2. **Install Weights**: download model files outside this repo into `modelsDir///...`.

Generation is local-only/no-download after Install/Repair and weight installation have acquired the required baseline and optional assets. Install/Repair may acquire supported optional IP-Adapter assets for SDXL and SD1.5 style-reference readiness; generation must use local files only. Windows installation support is prepared as a `windows-amd64` candidate path for later validation and must not be described as verified until real Windows evidence exists. ControlNet is intentionally separate future work with explicit nodes.

Example setup invocation:

```bash
python3 extensions/sd15/setup.py '{"python_exe":"/usr/bin/python3","ext_dir":"/tmp/modly-sd15","gpu_sm":"87","cuda_version":"128"}'
```

Legacy local CLI commands still exist for scaffold/manual use, but they are not the main Modly contract.

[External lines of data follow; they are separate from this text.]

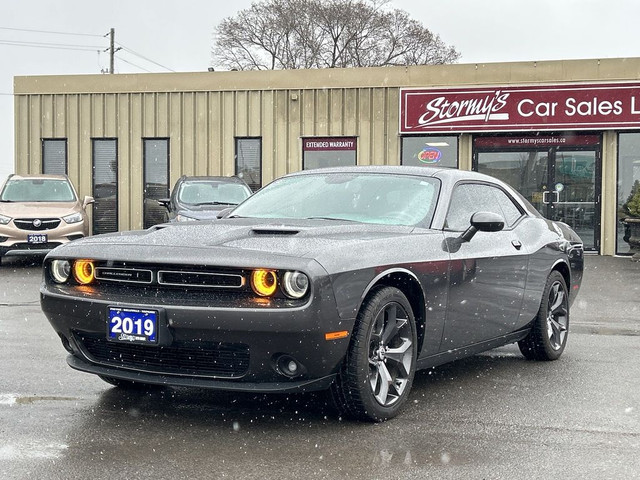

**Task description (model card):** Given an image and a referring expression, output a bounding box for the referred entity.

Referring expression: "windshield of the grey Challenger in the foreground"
[231,172,439,226]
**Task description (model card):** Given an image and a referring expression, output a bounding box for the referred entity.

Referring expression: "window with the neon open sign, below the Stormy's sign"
[401,135,458,168]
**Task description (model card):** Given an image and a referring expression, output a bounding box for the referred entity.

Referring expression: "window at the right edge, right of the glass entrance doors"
[616,132,640,254]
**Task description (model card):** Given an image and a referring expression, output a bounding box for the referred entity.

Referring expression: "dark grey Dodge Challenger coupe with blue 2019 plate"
[41,167,583,421]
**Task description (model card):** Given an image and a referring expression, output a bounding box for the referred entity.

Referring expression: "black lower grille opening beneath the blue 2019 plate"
[75,333,249,378]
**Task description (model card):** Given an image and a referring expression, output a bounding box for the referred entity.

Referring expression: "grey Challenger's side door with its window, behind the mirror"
[441,183,528,351]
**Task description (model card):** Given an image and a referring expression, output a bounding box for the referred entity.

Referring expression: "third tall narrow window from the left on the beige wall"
[143,138,169,228]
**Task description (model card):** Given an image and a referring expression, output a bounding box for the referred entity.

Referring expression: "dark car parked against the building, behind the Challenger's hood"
[158,175,251,222]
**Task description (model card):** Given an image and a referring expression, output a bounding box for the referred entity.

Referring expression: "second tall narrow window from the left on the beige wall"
[92,138,118,235]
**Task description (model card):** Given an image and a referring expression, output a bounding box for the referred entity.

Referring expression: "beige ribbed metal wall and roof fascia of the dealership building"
[14,58,640,254]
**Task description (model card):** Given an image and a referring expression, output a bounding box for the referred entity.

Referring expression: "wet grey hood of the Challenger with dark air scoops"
[50,218,440,267]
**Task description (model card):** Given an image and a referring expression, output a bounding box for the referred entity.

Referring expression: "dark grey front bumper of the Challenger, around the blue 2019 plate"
[41,277,355,392]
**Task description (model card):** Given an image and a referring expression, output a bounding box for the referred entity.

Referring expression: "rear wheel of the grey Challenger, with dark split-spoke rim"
[518,270,569,360]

## Minimum local source layouts

### `sd15`

- `model_index.json`
- `scheduler/`
- `text_encoder/`
- `tokenizer/`
- `unet/`
- `vae/`

### `sdxl-base`

- `model_index.json`
- `scheduler/`
- `text_encoder/`
- `text_encoder_2/`
- `tokenizer/`
- `tokenizer_2/`
- `unet/`
- `vae/`

### `flux-schnell`

- `model_index.json`
- `scheduler/`
- `text_encoder/`
- `text_encoder_2/`
- `tokenizer/`
- `tokenizer_2/`
- `transformer/`
- `vae/`

## Scope

Included here:

- source bundle for 3 local image model extensions
- syncable shared runtime
- persisted v1 -> v2 state migration
- manifests and CLIs per family

Out of scope:

- Modly core changes
- model weight hosting or redistribution
- build/release automation

## Manual verification checklist

1. Sync the shared runtime and verify vendored copies.
2. Verify the `Install GitHub` / `Repair` JSON contract for each child root.
3. Verify generator protocol behavior with valid JSON over `stdin`.
4. Verify node-scoped weight readiness under `modelsDir`.
5. Recheck the same baseline for `sd15`, `sdxl-base`, and `flux-schnell`.

This repository remains source-first: it provides the extension bundle and runtime integration while leaving model weight hosting and redistribution to the upstream model providers.